To my horror I felt my control crumbling. I had to get out of there. Now, before I made a complete and utter fool of myself. I fled for the door, dragged it open and didn’t bother to close it behind me.

Melanie, James’s pinched-face assistant, said something to me as I hurried past her desk, but I couldn’t look at her. I just kept going and didn’t stop until I reached my car in the crowded parking lot of the office complex.

Tears spilled down my face as I got the door open and scrambled inside. My nice safe cushion had collapsed. Now that I no longer had to put up a brave front, I could give in to the pain that finally racked my body. I rested my arms on the wheel, buried my face in them and opened up the dam.

I was nineteen and incredibly naive when I’d married Brandon. Ten years before that my father had stepped on a mine in Vietnam and my mother never recovered. She shut herself away from the world and her only daughter.

I’d been lonely for too long when Brandon walked into the hotel where I worked as a desk clerk. He was new in town and I suggested a few good restaurants. To my surprise he invited me to join him for dinner, and I ended up helping him find a place to live.

He was eight years older than me, good-looking, confident, sophisticated—all the things I wasn’t. He made me feel safe just by being with him. Looking back, I guess he was the protective father figure I’d missed so terribly during my formative years.

There was something else, an air of sadness about him, as if he’d suffered some deep emotional trauma that he was determined to keep to himself, no matter how hard I tried to draw him out.

It was that melancholy that convinced me I should marry him. I thought perhaps we could heal each other. I was wrong. I never could reach that inner part of him, and after a while I gave up trying.

I asked him once why he’d married me.

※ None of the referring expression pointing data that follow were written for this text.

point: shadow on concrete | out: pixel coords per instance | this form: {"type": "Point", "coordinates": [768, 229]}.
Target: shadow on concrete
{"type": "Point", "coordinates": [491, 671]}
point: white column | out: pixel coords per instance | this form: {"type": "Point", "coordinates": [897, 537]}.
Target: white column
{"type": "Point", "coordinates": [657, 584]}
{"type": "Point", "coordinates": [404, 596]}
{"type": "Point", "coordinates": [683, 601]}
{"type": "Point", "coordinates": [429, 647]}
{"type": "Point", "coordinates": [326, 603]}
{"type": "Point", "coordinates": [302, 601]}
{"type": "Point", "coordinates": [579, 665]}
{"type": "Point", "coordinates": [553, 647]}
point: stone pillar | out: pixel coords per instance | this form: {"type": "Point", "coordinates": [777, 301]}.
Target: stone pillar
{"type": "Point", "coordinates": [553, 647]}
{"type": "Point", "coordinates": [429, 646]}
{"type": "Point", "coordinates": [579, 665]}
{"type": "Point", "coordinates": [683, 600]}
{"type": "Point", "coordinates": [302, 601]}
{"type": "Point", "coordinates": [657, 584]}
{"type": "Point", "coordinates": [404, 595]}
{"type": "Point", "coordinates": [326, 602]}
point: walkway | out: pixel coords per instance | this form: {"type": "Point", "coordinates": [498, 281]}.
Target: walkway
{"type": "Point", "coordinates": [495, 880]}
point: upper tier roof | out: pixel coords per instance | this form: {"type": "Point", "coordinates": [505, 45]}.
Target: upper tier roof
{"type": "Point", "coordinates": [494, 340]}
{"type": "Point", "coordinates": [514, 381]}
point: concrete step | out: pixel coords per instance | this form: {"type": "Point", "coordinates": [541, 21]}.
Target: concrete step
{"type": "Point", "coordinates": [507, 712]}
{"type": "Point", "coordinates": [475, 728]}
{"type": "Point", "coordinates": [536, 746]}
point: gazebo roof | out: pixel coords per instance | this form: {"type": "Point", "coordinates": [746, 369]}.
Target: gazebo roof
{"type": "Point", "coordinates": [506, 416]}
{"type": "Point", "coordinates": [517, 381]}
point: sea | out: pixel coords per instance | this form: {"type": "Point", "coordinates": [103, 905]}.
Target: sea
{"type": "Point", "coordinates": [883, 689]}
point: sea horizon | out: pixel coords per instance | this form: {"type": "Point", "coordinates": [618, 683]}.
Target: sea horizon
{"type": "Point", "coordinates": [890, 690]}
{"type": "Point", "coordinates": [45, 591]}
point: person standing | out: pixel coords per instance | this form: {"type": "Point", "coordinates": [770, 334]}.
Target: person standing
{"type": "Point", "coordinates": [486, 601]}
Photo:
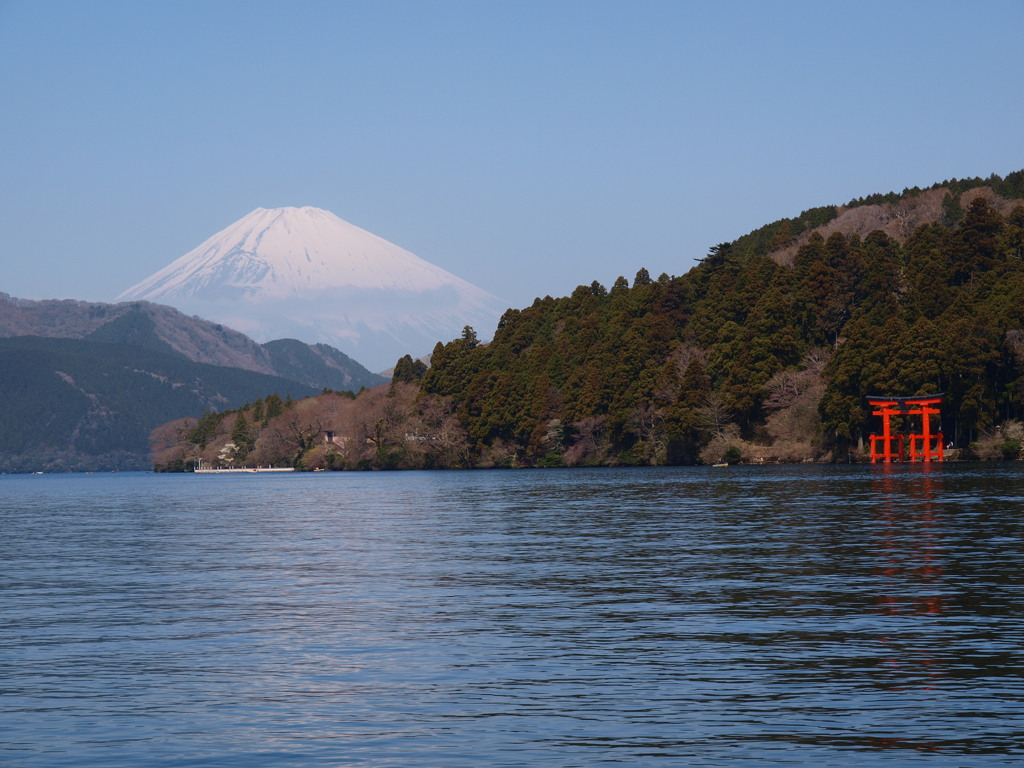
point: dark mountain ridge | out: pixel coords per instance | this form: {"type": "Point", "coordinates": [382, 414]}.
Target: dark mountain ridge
{"type": "Point", "coordinates": [75, 404]}
{"type": "Point", "coordinates": [767, 350]}
{"type": "Point", "coordinates": [164, 329]}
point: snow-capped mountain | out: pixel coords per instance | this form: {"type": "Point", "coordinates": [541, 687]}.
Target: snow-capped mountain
{"type": "Point", "coordinates": [305, 273]}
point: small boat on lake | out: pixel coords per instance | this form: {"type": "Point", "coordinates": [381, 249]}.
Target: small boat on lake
{"type": "Point", "coordinates": [201, 470]}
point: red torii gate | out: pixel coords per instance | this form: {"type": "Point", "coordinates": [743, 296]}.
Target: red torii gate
{"type": "Point", "coordinates": [921, 443]}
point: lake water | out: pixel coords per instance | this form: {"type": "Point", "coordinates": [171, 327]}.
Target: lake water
{"type": "Point", "coordinates": [692, 616]}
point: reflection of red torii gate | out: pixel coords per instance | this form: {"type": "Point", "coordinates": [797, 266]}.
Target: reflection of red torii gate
{"type": "Point", "coordinates": [889, 407]}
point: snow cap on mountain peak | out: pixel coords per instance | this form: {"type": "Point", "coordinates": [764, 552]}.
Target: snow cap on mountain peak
{"type": "Point", "coordinates": [307, 273]}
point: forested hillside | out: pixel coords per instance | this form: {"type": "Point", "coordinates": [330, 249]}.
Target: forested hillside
{"type": "Point", "coordinates": [753, 354]}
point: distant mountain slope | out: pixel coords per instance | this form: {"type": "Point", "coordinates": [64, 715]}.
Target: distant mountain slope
{"type": "Point", "coordinates": [77, 404]}
{"type": "Point", "coordinates": [305, 273]}
{"type": "Point", "coordinates": [164, 329]}
{"type": "Point", "coordinates": [896, 214]}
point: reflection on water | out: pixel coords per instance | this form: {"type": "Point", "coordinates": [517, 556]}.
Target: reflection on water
{"type": "Point", "coordinates": [792, 615]}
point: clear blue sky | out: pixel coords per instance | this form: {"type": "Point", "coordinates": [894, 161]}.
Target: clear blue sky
{"type": "Point", "coordinates": [526, 146]}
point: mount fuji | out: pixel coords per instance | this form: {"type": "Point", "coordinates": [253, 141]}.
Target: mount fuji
{"type": "Point", "coordinates": [305, 273]}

He’d given me that sad smile and murmured, “Because you needed me.” I’d had the feeling then that Brandon needed to be needed, and I was the first one to give him that.

But not the last, if my suspicions were correct.

When I reached the health club I did my best to mop up the ravages of my pity party, but I still looked as if I’d contracted some deadly disease. Blotched skin, bloodshot puffy eyes, red nose—crying always does that to me.

Val sat at my desk in the throes of a heated discussion with a customer. The young blonde’s vivid orange sweats clashed horribly with the pale pink palm trees decorating the lobby. Usually our clientele had better taste than that.

Their raised voices echoed far enough to turn the heads of some clients on the other side of the glass wall behind Val. I hurried over there, my own problems momentarily forgotten.

Val’s relieved expression went a long way toward restoring some of my self-esteem as I explained to the irate customer that her payment had arrived too late to credit her last bill. I promised the matter would be taken care of immediately.

As the young woman stalked off, Val rolled her eyes. “Thank God you got here. You know how useless I am at bookkeeping. The damn woman was getting hostile. I was just about to call security.”

“We don’t have security.” I took the chair she’d just vacated and reached for the morning mail.

“Well, we should get some. It’s times like these—” She broke off with a muttered exclamation. “Holy crap, Margie. What happened to you?”

I’d avoided looking directly at her until now. I didn’t need a mirror to know why she stared at me as if I’d grown horns. “I’ll tell you later,” I mumbled.

“You’ll tell me now.” She looked at the slim gold watch on her wrist. “Come one, let’s go eat.”

“But I just got here.”

“Yes, and over lunch you can tell me what you’ve been doing all morning to destroy your face.” She grabbed my arm and pulled me up off the chair.

She was used to getting her own way, and since she was my boss I didn’t waste time arguing with her. I followed her to the cafeteria, miserably aware that she would not be satisfied until she’d wrung every last detail out of me.